Hey all, so my girl, Uma is now a one year old and I'm getting more formal in training. Just sent off for her scorebook so will hopefully try for the BH this spring (if I get the book back anytime soon and it hasn't gotten too hot already by the time I do).
Anyway I am having some issues with heel position, not the end of the world but want some outside opinions. She heels very nicely, has had awesome eye contact from the get go (all her I think it's just natural for her). Here are my 2 issues, she tends to wrap and swing her butt out. I do not use an ecollar as I have never really learned to and don't want to use it incorrectly. She loves to work for a toy or food, she works more excitedly for a toy (ball or tug doesn't matter). Any suggestions for correcting this?
The other is that sometimes when she's really ramped up she will heel along with her head leveled out. The way a dog looks when stalking prey or herding if that makes sense. She has done this since she was 8 weeks old, it's just natural I think when she wants to really focus she gets in this position. 
I'll see if I can get someone to video the herding head thing just for fun. It does crack people up when she does it. One of the first times we sent her into a blind she locked into this crouch thing and then start doing the head tilt thing when the helper started shaking with laughter. 
I tell you, this dog is just the light of my life and makes me laugh all day long. If I pass her SchH1 without the judge belly laughing at us it will be all I wish for .


----------



## Liesje (Mar 4, 2007)

How do you reward her? Is there a lure? If so how do you hold it and how do you deliver it?


----------



## bocron (Mar 15, 2009)

I've tried a few ways to reward her. When I have food, I have just had it in a pouch and rewarded at random intervals, or I tried holding it in my left hand and held it out to position her head thereby lining up her body more correctly. That worked pretty well but I'm not sure if it is a good long term thing?
With a tug I can tuck it under my right armpit angled down so when I go to reward her I can grab the toy from behind my back with my left hand. This is good right now since I'm wearing a coat and you can't really see the toy, but once it gets warm there will be no way to hide it. 
The ball on a rope I can put over my shoulder so the ball is hanging down my back. This is the worst since she gets over excited about it, I guess since she can see the rope part.


----------



## Andy-jr. (Mar 1, 2010)

This is what a I use and I like it because it rewards in the back so your dog is not wrapped in front of you waiting for the toy to come out for the reward.
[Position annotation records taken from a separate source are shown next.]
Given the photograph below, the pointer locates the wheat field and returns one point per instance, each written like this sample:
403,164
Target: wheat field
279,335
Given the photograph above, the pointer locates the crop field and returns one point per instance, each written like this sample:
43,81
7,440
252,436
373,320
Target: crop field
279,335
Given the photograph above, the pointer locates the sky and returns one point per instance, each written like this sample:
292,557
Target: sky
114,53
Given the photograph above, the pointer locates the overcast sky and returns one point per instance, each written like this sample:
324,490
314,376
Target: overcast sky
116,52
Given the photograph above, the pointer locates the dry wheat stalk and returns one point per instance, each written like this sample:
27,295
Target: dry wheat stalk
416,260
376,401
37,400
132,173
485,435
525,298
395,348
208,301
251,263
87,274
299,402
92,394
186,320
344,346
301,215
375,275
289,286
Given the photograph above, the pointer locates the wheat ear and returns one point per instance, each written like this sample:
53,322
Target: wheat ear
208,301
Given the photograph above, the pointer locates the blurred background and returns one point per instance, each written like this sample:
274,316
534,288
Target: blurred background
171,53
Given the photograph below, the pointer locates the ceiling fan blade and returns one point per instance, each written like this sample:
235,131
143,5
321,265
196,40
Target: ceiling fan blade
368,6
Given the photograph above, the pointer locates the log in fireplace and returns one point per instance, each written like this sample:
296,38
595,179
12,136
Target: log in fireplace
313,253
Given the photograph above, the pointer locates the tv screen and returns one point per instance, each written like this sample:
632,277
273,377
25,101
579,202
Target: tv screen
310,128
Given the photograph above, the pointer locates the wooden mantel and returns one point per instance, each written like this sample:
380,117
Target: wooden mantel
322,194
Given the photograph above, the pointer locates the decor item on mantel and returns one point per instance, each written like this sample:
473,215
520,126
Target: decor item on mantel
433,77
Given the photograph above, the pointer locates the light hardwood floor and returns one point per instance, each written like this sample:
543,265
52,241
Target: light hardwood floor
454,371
It is a self rewarding system so the dog learns to stay back to get the toy. There is a video on the site to watch also. I have this system and the MCRS system and the Top-Matic magnets are twice as strong. 

Top-Matic - How to use


----------



## Ruthie (Aug 25, 2009)

Sounds like she is wrapping is because of the tug on the right. I was taught to lure with food where you want your head to be. If the dog is expecting the reward to come from the right or can see the reward on your right, she is going to wrap. I have seen those at my club who train with a toy hold it out to their left side to align the dog properly and then after they are consistent they tuck the reward under the left arm. 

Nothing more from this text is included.